Navigating without Buttons or GoToPages: Script.Utils.Navigate()

There are instances where a simple Button or GoToPage isn't an ideal solution for navigating between pages. Possibly you wish to apply complex validation to a page, or complete some specific actions before leaving the page. This could be achieved by having a JavaScript Button that runs some code and then uses .click() on a hidden Button (as described here) to take the agent to the desired page, but it's easier to simply use Script.Utils.Navigate() directly in many cases, and it makes some advanced script-building easier and cleaner.
The usage is straightforward, call the function with the name of your destination script page as the parameter:
Script.Utils.Navigate('Destination Page Name');


Case 1: the script will wait until an External Data Source has returned before automatically progressing without further agent input, while also setting a variable to be displayed on the next page.
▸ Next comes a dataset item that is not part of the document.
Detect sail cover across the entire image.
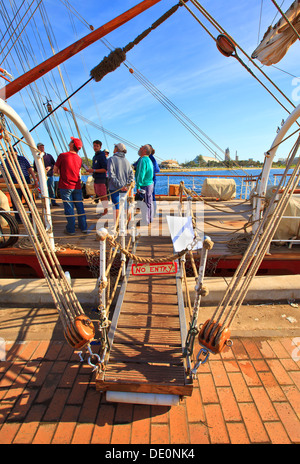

This case suggests using a Calculate field to call the Script.Utils.Navigate() within a conditional:
if ([External Data Source] == "done") {
    if ([Product Quantity] == 0) {
        [var_SaleText] = "You've not ordered anything this time.";
    else if ([Product Quantity] == 1) {
        [var_SaleText] = "Your order for one " + [Product Type] + " has been placed successfully.";
    else {
        [var_SaleText] = "Your order for " + [Product Quantity] + " " + [Product Type] + " has been placed successfully, and your multibuy discount applied.";

    Script.Utils.Navigate('05 Submit Contract Details');
Case 2: the agent clicks on a button that decides where to route the agent and what to do based on several conditions. In this case, a JavaScript Button is most appropriate:
if ([Support Request] == "Complete") {
    Script.Utils.Navigate('30 Support Updated');
else if ([Sales Query Resolved] == "false") { 
    CS.Dialog.Alert("We'll just need to take a few more details from you before we proceed");
    Script.Fields.Show("[Further Sales Details]", "[Sales Channel Checkbox]");
else if ([Sales Query Resolved] == "true") {
    Script.Utils.Navigate('54 Sales Wrap Up');
else {
    CS.Dialog.Alert("Please choose a call reason and input required details before trying to continue");

Further Notes

It should be noted that this does have a few downsides compared with using a normal button being fired by a .click() event.
Firstly, if the name of the destination page is changed, then the Script.Utils.Navigate() call won't work again until its parameter is updated to the new page name. This contrasts with normal buttons that remain linked to the destination page, even if the page's name is changed.
Secondly, the Check Script functionality doesn't detect the links that Script.Utils.Navigate() create. This means that when manually running Check Script or trying to publish a version of the script, the checker will alert that there are unlinked pages.